Troubleshooting etcd snapshot restore blocked by webhook configurations

Article Number: 000021977

Environment

Rancher v2.x
A Rancher-provisioned or standalone RKE2 or K3s cluster
Policy Engines/Webhooks: Kyverno, Kubewarden, OPA Gatekeeper, NeuVector, etc.

Situation

When attempting to restore an etcd snapshot on an RKE2 or K3s cluster, the restoration process fails to complete or enters an infinite loop.

Symptoms may include:

The Rancher UI showing the cluster in a perpetual "Restoring" or "Updating" state.
kubelet or kube-apiserver logs showing timeouts or connection refused errors when attempting to contact webhooks.

Cause

This issue occurs due to a circular dependency (deadlock) involving ValidatingWebhookConfiguration or MutatingWebhookConfiguration resources:

During a restore, after the etcd state itself is restored, the kubelet and kube-apiserver are started and begin reconciling Pods and the other cluster resources stored in the snapshot.
If the snapshot includes webhook configurations, the kubelet/kube-apiserver attempts to send validation/mutation requests to the associated webhook Pods (e.g., Kyverno or Gatekeeper).
However, those pods have not yet been started or reached a "Ready" state because the cluster restoration is still in progress.
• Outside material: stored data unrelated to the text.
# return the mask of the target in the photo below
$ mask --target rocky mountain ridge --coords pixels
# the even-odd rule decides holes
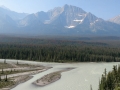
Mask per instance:
[[[9,11],[9,10],[8,10]],[[28,14],[17,21],[0,8],[0,33],[32,35],[120,35],[120,25],[72,6]],[[10,11],[9,11],[10,12]],[[13,12],[12,12],[13,13]],[[17,16],[17,15],[14,15]],[[6,28],[7,26],[7,28]]]

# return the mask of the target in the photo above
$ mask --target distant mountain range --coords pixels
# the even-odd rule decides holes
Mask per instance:
[[[0,33],[24,35],[120,35],[120,16],[105,21],[79,7],[64,5],[48,12],[17,13],[0,7]]]

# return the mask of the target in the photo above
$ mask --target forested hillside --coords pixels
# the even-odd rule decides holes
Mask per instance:
[[[120,48],[102,42],[33,38],[0,40],[0,58],[46,62],[120,61]]]

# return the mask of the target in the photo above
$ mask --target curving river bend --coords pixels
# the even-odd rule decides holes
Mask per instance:
[[[16,62],[15,60],[8,60],[9,62]],[[106,68],[107,71],[112,70],[113,65],[118,65],[118,62],[112,63],[42,63],[31,61],[20,61],[21,63],[40,64],[44,66],[53,67],[45,72],[33,75],[34,77],[25,83],[19,84],[11,90],[90,90],[92,85],[93,90],[98,90],[99,79]],[[40,77],[54,71],[59,71],[64,68],[75,67],[75,69],[62,73],[60,80],[44,86],[39,87],[32,84]]]

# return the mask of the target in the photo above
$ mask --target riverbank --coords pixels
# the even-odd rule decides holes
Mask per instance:
[[[0,90],[10,90],[20,83],[30,80],[33,76],[52,67],[30,64],[0,63]]]
[[[2,88],[0,90],[10,90],[10,89],[16,87],[17,85],[19,85],[20,83],[24,83],[24,82],[30,80],[32,77],[33,76],[29,76],[29,75],[22,75],[22,76],[12,77],[12,78],[10,78],[13,81],[12,85],[7,86],[5,88]]]
[[[46,69],[38,70],[38,71],[21,73],[18,76],[16,75],[14,77],[10,77],[9,80],[12,82],[12,85],[9,85],[9,86],[2,88],[0,90],[11,90],[12,88],[16,87],[20,83],[24,83],[24,82],[30,80],[31,78],[33,78],[33,76],[30,76],[30,75],[35,75],[35,74],[41,73],[43,71],[46,71],[48,69],[50,69],[50,68],[46,68]]]

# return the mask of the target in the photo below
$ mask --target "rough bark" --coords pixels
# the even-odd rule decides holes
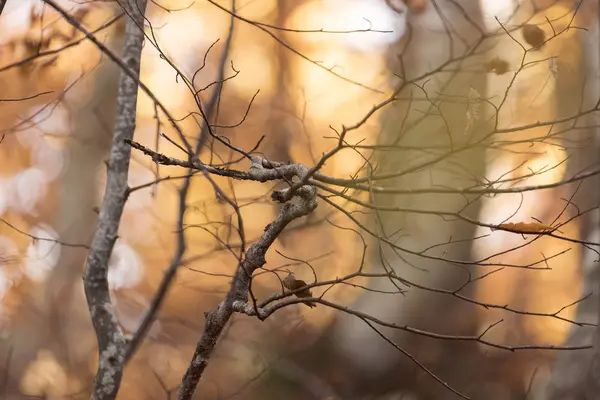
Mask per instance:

This is particularly the case, in the event of a Disaster Recovery (DR) restore, in which the cluster is started from scratch.
The kubelet or kube-apiserver server, unable to reach the webhook, denies the creation of required system resources (based on the webhook's failurePolicy), effectively blocking the cluster from ever reaching a healthy state.

Resolution

To resolve this, you must temporarily remove the webhook configurations during the restore process so that the kubelet and kube-apiserver can successfully initialize the cluster components, without being blocked.

1. Prepare Environment

Access the control plane (server) node via SSH where the restore is being performed and configure the environment:

RKE2:

export KUBECONFIG=/etc/rancher/rke2/rke2.yaml
alias kubectl=/var/lib/rancher/rke2/bin/kubectl

K3s:

No action required to configure kubectl.

2. Backup Existing Webhook Configurations

Before the restore reaches the blocking stage, or immediately upon starting, capture the current configurations to a local directory:

kubectl get validatingwebhookconfiguration -o yaml > all-validating.yaml
kubectl get mutatingwebhookconfiguration -o yaml > all-mutating.yaml

3. Clear Webhooks During Restore

While it is possible to delete all webhooks to ensure the restore completes, a Targeted Deletion is safer as it preserves system-critical webhooks while removing the blocking third-party policy engines.

Identifying the Blocking Webhooks

Check the kubelet and kube-apiserver logs on the server nodes for "failed calling webhook" or "connection refused" errors to identify which specific webhook configurations are causing the deadlock.

DistributionComponentLog Location / CommandRKE2kube-apiserverkubectl logs -n kube-system -l component=kube-apiserver -fRKE2kubelet/var/lib/rancher/rke2/agent/logs/kubelet.logK3scombinedjournalctl -u k3s -f

Option A: Targeted Deletion (Recommended)

Modify the script below by replacing the placeholder names in the TARGET_WEBHOOKS array with the specific webhooks identified from your logs:

#!/bin/bash
# Add specific webhook names here (e.g., "kyverno-resource-validating-webhook-configuration")
TARGET_WEBHOOKS=("webhook-name-1" "webhook-name-2")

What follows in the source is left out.